I took the jibe about TheatreSports personally (comment 14). Usually I’m not that sensitive so I tried to work out why I was this time, and I think I’ve come up with an answer. TheatreSports is loved; not only by those of us who perform it, but also by our audiences, who have proved their love by coming over and over again in the last 18 years. Of course there have been times when there’s been a bit of a dip in attendance, but I think that a theatrical product running mostly twice a week in Cape Town, for 18 years is testimony to the fact that audiences love it.

I got to thinking about how hard it is to get bums on seats in our theatres in Cape Town (and even in SA in general). Aside from the totally tried and tested big musicals (and not even those every time), shows really battle to do even short three week runs. My guess it is because most people don’t like theatre much; not enough to make it a regular thing anyway. And so I got to thinking why, and I have come up with a few reasons for that too. The first and most obvious reason is that theatre has a bit of a bad rep. I think most ordinary people think “it’s not for them”. I think most ordinary people think that theatre is intellectual, arty, fringe and high-brow, with only the big, well known mainstream musicals (in which at least some of the songs are known) being safe live fodder. I think most ordinary people think that theatre is expensive, especially when they could be making a horrible mistake and ending up being bored to tears, confused or intimidated. I think theatre can be quite scary for those who do not have theatre vocabulary or experience. I also think that most ordinary people have absolutely no, or very little trust in what reviewers, critics, theatre makers, and the publicity and marketing machines say about the shows.

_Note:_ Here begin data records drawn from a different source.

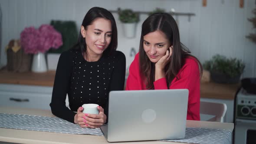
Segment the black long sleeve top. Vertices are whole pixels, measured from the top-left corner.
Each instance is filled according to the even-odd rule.
[[[109,92],[124,89],[125,56],[116,51],[111,56],[103,55],[96,62],[89,62],[79,50],[70,49],[59,57],[53,85],[52,112],[56,116],[74,123],[78,108],[83,104],[99,105],[108,115]],[[69,110],[66,106],[68,94]]]

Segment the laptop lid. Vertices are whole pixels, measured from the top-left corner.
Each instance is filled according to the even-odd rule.
[[[104,135],[109,142],[183,138],[188,98],[187,89],[111,91]]]

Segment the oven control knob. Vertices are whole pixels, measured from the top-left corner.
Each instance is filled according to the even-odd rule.
[[[247,106],[244,106],[241,109],[241,112],[243,115],[247,115],[250,113],[250,108]]]
[[[254,117],[256,116],[256,107],[254,107],[251,109],[251,115]]]

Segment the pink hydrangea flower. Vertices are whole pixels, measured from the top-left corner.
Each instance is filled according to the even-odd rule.
[[[33,54],[44,53],[63,44],[60,33],[48,24],[42,25],[38,29],[33,26],[25,28],[20,34],[20,43],[26,53]]]

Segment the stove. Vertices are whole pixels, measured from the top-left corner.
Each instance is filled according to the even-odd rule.
[[[255,144],[256,95],[242,88],[235,100],[234,144]]]
[[[236,95],[236,118],[256,120],[256,95],[241,88]]]

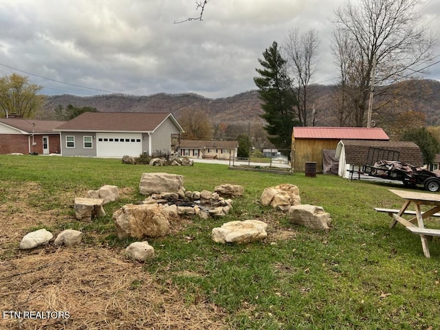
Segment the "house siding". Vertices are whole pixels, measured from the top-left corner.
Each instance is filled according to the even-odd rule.
[[[151,153],[168,153],[171,150],[171,134],[179,133],[170,118],[167,118],[152,134]]]
[[[66,136],[75,137],[75,147],[67,148],[66,144]],[[63,156],[83,156],[83,157],[95,157],[96,156],[96,141],[94,139],[92,141],[92,148],[84,148],[84,137],[85,136],[96,136],[96,134],[91,132],[77,133],[77,132],[61,132],[61,154]]]
[[[322,150],[334,150],[340,139],[295,139],[292,142],[294,171],[305,171],[307,162],[316,162],[316,170],[322,172]]]
[[[148,155],[150,148],[148,147],[148,141],[150,141],[150,136],[146,133],[142,133],[142,153]]]

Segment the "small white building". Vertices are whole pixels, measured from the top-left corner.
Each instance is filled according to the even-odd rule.
[[[179,155],[190,158],[229,160],[236,157],[238,148],[237,141],[182,140]]]

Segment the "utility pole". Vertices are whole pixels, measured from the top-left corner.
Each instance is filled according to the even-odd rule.
[[[368,100],[368,113],[366,119],[366,127],[371,127],[371,111],[373,109],[373,96],[374,94],[374,76],[376,71],[376,53],[373,56],[373,67],[371,68],[371,82],[370,84],[370,100]]]

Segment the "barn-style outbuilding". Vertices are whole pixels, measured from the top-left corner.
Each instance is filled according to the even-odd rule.
[[[316,171],[322,172],[322,151],[336,150],[341,140],[388,141],[390,138],[380,128],[295,126],[292,136],[293,170],[303,172],[307,162],[316,162]]]

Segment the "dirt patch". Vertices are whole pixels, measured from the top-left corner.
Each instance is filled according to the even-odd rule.
[[[1,262],[0,309],[51,311],[56,318],[0,318],[0,328],[224,329],[224,316],[215,306],[200,300],[188,304],[172,283],[158,284],[142,264],[120,252],[83,246],[52,250]]]

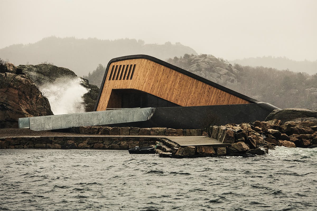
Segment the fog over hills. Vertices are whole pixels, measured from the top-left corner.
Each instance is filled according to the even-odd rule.
[[[53,63],[73,71],[79,76],[87,75],[99,64],[107,66],[112,59],[127,55],[145,54],[162,60],[185,53],[197,53],[180,43],[145,44],[135,39],[115,40],[77,39],[52,36],[34,43],[16,44],[0,49],[4,60],[19,65]]]
[[[305,72],[312,75],[317,73],[317,60],[294,61],[285,57],[274,57],[271,56],[245,58],[229,62],[232,64],[238,64],[243,66],[262,66],[278,70],[286,70],[294,72]]]

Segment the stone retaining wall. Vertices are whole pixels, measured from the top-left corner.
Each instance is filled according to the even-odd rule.
[[[81,134],[115,135],[168,135],[200,136],[201,129],[174,129],[164,127],[140,128],[133,127],[119,127],[93,126],[73,127],[72,132]]]
[[[0,148],[95,149],[126,150],[155,145],[154,138],[49,136],[0,138]]]

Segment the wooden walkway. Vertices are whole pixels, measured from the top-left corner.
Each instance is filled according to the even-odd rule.
[[[181,146],[211,146],[225,147],[229,144],[223,144],[217,139],[205,136],[165,136],[166,139],[175,142]]]

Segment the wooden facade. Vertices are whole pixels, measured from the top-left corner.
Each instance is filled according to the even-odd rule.
[[[116,90],[134,90],[182,106],[243,104],[256,101],[156,58],[145,55],[112,59],[96,110],[121,108]]]

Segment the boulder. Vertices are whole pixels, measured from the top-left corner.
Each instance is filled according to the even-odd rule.
[[[294,126],[289,123],[286,123],[281,126],[281,131],[282,133],[287,133],[291,131],[291,128]]]
[[[295,136],[292,136],[289,137],[289,141],[292,142],[295,142],[298,140],[299,140],[298,138]]]
[[[35,148],[44,149],[46,147],[46,145],[45,144],[36,144],[34,145]]]
[[[253,155],[264,155],[265,154],[266,152],[265,150],[260,148],[256,148],[250,150],[248,151],[248,153],[252,154]]]
[[[200,136],[203,135],[201,129],[186,129],[184,130],[184,134],[187,136]]]
[[[270,134],[274,136],[277,139],[279,139],[281,137],[281,132],[277,130],[274,130],[273,129],[268,129],[268,132]]]
[[[89,149],[90,148],[90,146],[87,144],[81,143],[78,145],[78,149]]]
[[[178,135],[181,136],[184,135],[183,129],[176,129],[176,132]]]
[[[232,144],[235,142],[234,132],[231,130],[227,130],[225,132],[222,142],[224,144]]]
[[[171,128],[168,128],[165,130],[165,134],[167,135],[177,135],[176,130]]]
[[[120,135],[129,135],[130,134],[130,128],[129,127],[120,127]]]
[[[79,133],[81,134],[95,135],[99,132],[99,127],[88,126],[79,127]]]
[[[226,147],[217,147],[217,155],[223,155],[227,154]]]
[[[130,135],[138,135],[140,128],[139,127],[130,127]]]
[[[181,155],[184,152],[184,147],[180,147],[177,149],[177,151],[175,153],[175,155]]]
[[[317,137],[314,137],[312,140],[311,142],[313,144],[317,144]]]
[[[212,146],[198,146],[197,147],[196,152],[197,154],[203,155],[211,155],[216,154]]]
[[[16,68],[13,64],[11,63],[6,63],[0,68],[0,72],[10,72],[16,74]]]
[[[102,149],[103,149],[104,146],[104,145],[102,144],[96,143],[94,145],[94,148]]]
[[[245,140],[248,138],[248,134],[245,132],[241,132],[236,134],[236,139],[238,140],[243,138]]]
[[[267,137],[265,138],[265,141],[273,145],[274,146],[278,146],[279,145],[279,142],[276,141],[275,139],[271,139],[268,137]]]
[[[275,109],[268,115],[265,121],[275,119],[281,121],[281,123],[297,118],[314,117],[317,117],[317,111],[303,109]]]
[[[184,148],[183,155],[192,155],[195,154],[196,147],[195,146],[186,146]]]
[[[281,121],[276,119],[266,121],[268,127],[271,127],[272,126],[278,126],[281,124]]]
[[[231,144],[231,147],[236,150],[237,152],[243,152],[250,149],[250,148],[244,142],[240,141]]]
[[[244,143],[249,145],[250,149],[255,149],[256,148],[256,143],[255,141],[250,137],[248,137],[248,138],[244,141]]]
[[[252,130],[251,126],[247,123],[243,123],[240,125],[241,128],[245,131],[250,131]]]
[[[0,73],[0,128],[18,127],[19,118],[53,115],[48,100],[27,76]]]
[[[289,148],[292,148],[296,147],[295,144],[293,142],[286,140],[280,140],[280,142],[282,144],[282,146]]]
[[[118,127],[111,127],[109,130],[109,135],[120,135],[120,129]]]
[[[49,64],[19,65],[16,67],[16,72],[27,75],[38,86],[47,83],[53,83],[61,78],[77,78],[75,73],[67,68]],[[99,89],[96,86],[89,84],[88,80],[78,78],[81,80],[81,85],[89,90],[82,96],[85,110],[93,111]]]
[[[67,141],[65,148],[66,149],[77,149],[78,148],[77,144],[72,140]]]
[[[258,127],[259,128],[261,128],[261,130],[263,131],[266,131],[268,130],[267,124],[266,122],[259,121],[256,121],[253,124],[254,124],[254,127]]]
[[[306,148],[312,145],[311,143],[309,140],[298,140],[294,142],[296,147],[301,147],[302,148]]]
[[[164,135],[166,128],[164,127],[152,127],[150,131],[151,135]]]
[[[290,132],[296,134],[312,134],[314,133],[313,129],[304,126],[295,126],[291,127]]]
[[[99,135],[109,135],[109,131],[111,127],[100,127],[99,128]]]
[[[150,134],[150,128],[141,128],[140,129],[139,134],[140,135],[149,135]]]
[[[279,139],[282,141],[289,141],[289,137],[285,133],[282,133],[281,134]]]
[[[306,127],[314,127],[317,125],[317,117],[297,118],[287,121],[285,124],[290,124],[293,127],[297,125]]]
[[[120,146],[116,144],[113,144],[109,146],[109,148],[112,150],[118,150],[120,149]]]

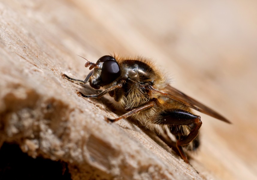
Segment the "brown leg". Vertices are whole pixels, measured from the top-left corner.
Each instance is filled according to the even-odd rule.
[[[152,100],[149,101],[147,104],[142,106],[141,106],[141,107],[138,107],[137,109],[135,109],[130,111],[129,112],[128,112],[126,114],[124,114],[122,116],[121,116],[118,118],[113,119],[110,119],[108,118],[106,118],[105,119],[108,122],[115,122],[115,121],[119,121],[122,119],[124,119],[125,118],[127,118],[128,117],[132,116],[133,114],[136,114],[139,112],[145,110],[149,108],[155,106],[156,105],[156,103],[155,101],[155,99],[153,99]]]
[[[82,80],[77,80],[77,79],[72,78],[70,77],[69,77],[67,75],[65,74],[64,74],[63,73],[61,73],[61,75],[62,76],[62,77],[63,78],[66,78],[69,81],[76,81],[79,82],[80,83],[81,83],[81,84],[85,84],[87,82],[87,81],[88,80],[87,79],[87,81],[86,81],[86,80],[87,80],[87,78],[86,78],[86,79],[85,79],[85,80],[84,81],[82,81]],[[88,79],[89,79],[89,78]]]
[[[120,88],[122,87],[122,84],[118,84],[117,85],[116,85],[114,86],[111,87],[110,88],[109,88],[107,89],[105,89],[98,94],[86,95],[81,92],[78,91],[77,91],[77,93],[78,94],[80,94],[82,97],[84,97],[84,98],[100,98],[104,95],[111,92],[112,91],[113,91],[116,88]]]
[[[185,162],[188,163],[187,155],[182,146],[189,143],[197,136],[202,124],[201,117],[186,111],[178,109],[166,110],[161,112],[160,115],[158,123],[158,124],[193,125],[189,134],[182,139],[178,140],[176,142],[177,148],[180,155]],[[172,132],[175,136],[176,134],[180,133],[177,132],[176,130],[172,131]]]

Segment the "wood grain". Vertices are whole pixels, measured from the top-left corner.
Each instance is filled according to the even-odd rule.
[[[1,1],[0,128],[1,128],[0,142],[16,142],[32,157],[67,162],[73,179],[89,174],[107,179],[256,179],[256,5],[228,0]],[[106,99],[78,97],[77,89],[94,92],[60,73],[83,79],[89,70],[76,54],[94,62],[113,52],[152,59],[174,87],[232,124],[199,113],[202,143],[189,166],[155,135],[128,120],[105,123],[104,116],[117,116]],[[62,113],[44,112],[40,107],[49,103]],[[13,114],[7,116],[7,110]],[[38,119],[22,116],[32,114]],[[46,114],[57,122],[49,126]],[[47,132],[50,127],[52,136],[31,136],[38,131],[26,126],[36,120],[42,126],[37,131]],[[31,131],[24,133],[16,126],[20,124]],[[56,139],[49,149],[35,145],[51,137]],[[61,149],[53,153],[52,146]],[[75,166],[92,171],[75,173]]]

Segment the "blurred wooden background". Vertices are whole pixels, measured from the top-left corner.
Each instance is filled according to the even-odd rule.
[[[257,2],[2,0],[0,8],[26,17],[15,23],[26,27],[24,40],[33,37],[28,46],[36,42],[52,59],[62,55],[63,63],[46,63],[57,72],[68,67],[84,77],[89,70],[76,54],[93,62],[113,52],[152,59],[174,87],[233,123],[199,113],[202,144],[193,166],[217,178],[257,178]]]

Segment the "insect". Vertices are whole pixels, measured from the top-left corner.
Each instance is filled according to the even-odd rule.
[[[158,67],[147,59],[114,54],[104,56],[95,63],[87,61],[85,67],[93,69],[84,80],[62,74],[63,77],[82,84],[88,82],[96,89],[102,88],[103,91],[97,94],[78,93],[87,98],[100,98],[109,94],[118,108],[127,111],[114,119],[106,118],[107,121],[115,122],[130,116],[146,127],[169,131],[176,138],[177,151],[187,163],[185,149],[194,150],[199,146],[198,132],[202,124],[200,117],[195,115],[192,109],[230,123],[218,113],[170,86]]]

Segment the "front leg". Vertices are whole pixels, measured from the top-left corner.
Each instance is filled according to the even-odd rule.
[[[189,163],[187,155],[182,146],[189,144],[198,134],[199,129],[202,125],[201,117],[190,112],[179,109],[169,109],[163,111],[155,120],[154,123],[160,125],[170,126],[186,125],[190,127],[191,131],[186,136],[176,142],[177,148],[180,155],[187,163]],[[172,133],[177,136],[180,133],[175,129],[172,129]]]
[[[105,89],[99,94],[93,94],[92,95],[86,95],[80,92],[80,91],[77,91],[77,93],[78,94],[80,94],[82,97],[84,98],[100,98],[104,95],[113,91],[115,89],[117,88],[120,88],[122,87],[122,84],[121,83],[118,84],[117,85],[116,85],[113,86],[112,86],[110,88],[109,88],[108,89]]]

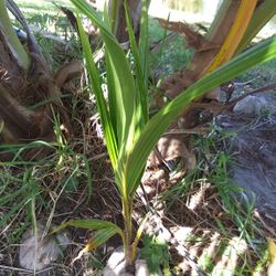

And so to meganshead. It seems like I have developed a bit of a reputation for being a harsh judge of the stuff I see (even though, on average, I like and am complimentary about 70% of it) and I have had the sense lately that people think if I don’t like something it is because I have a problem. But why would I? I take my self appointed, opinionated and personal blog reviewing very, very seriously. I want my readers (however tiny my readership) to know what I thought, and for them to trust that it is an honest response. That way we can build an audience who trust a certain opinion and can feel safe about going to the theatre again and again, and even joyfully contesting what I say when they disagree.

I am a firm believer in “the audience is always right”. Nothing makes me happier than when a little sleeper of a production does better and better, selling out by the end of the run because friends have told friends to go and check it out. So thank you TheatreSports (and industrial theatre which is made for a target audience) for reminding me that the Audience is King.